Send, dear America! to thy ambassadors a talisman precious beyond all
that boasted gold of California. Let it loose his tongue to cry, "Long
live the Republic, and may God bless the cause of the people, the
brotherhood of nations and of men,--equality of rights for all." _Viva
America!_
Hail to my country! May she live a free, a glorious, a loving
life, and not perish, like the old dominions, from, the leprosy of
selfishness.
Evening.
I am alone in the ghostly silence of a great house, not long since
full of gay faces and echoing with gay voices, now deserted by every
one but me,--for almost all foreigners are gone now, driven by force
either of the summer heats or the foe. I hear all the Spaniards are
going now,--that twenty-one have taken passports to-day; why that is,
I do not know.
I shall not go till the last moment; my only fear is of France. I
cannot think in any case there would be found men willing to damn
themselves to latest posterity by bombarding Rome.
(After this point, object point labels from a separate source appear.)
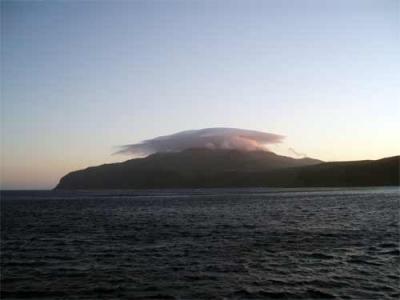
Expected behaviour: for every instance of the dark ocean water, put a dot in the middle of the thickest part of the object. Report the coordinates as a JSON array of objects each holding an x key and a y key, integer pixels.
[{"x": 201, "y": 244}]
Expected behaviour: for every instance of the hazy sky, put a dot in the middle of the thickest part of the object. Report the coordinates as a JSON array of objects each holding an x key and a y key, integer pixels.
[{"x": 82, "y": 77}]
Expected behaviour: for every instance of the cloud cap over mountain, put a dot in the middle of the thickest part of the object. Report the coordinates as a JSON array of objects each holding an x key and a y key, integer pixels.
[{"x": 210, "y": 138}]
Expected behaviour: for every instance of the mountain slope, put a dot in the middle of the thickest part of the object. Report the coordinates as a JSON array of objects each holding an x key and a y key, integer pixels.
[
  {"x": 189, "y": 168},
  {"x": 231, "y": 168}
]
Other cities they
may treat thus, careless of destroying the innocent and helpless, the
babe and old grandsire who cannot war against them. But Rome, precious
inheritance of mankind,--will they run the risk of marring her shrined
treasures? Would they dare do it?
Two of the balls that struck St. Peter's have been sent to Pius IX. by
his children, who find themselves so much less "beloved" than were the
Austrians.
These two days, days of solemn festivity in the calends of the Church,
have been duly kept, and the population looks cheerful as it swarms
through the streets. The order of Rome, thronged as it is with troops,
is amazing. I go from one end to the other, and amid the poorest and
most barbarous of the population, (barbarously ignorant, I mean,)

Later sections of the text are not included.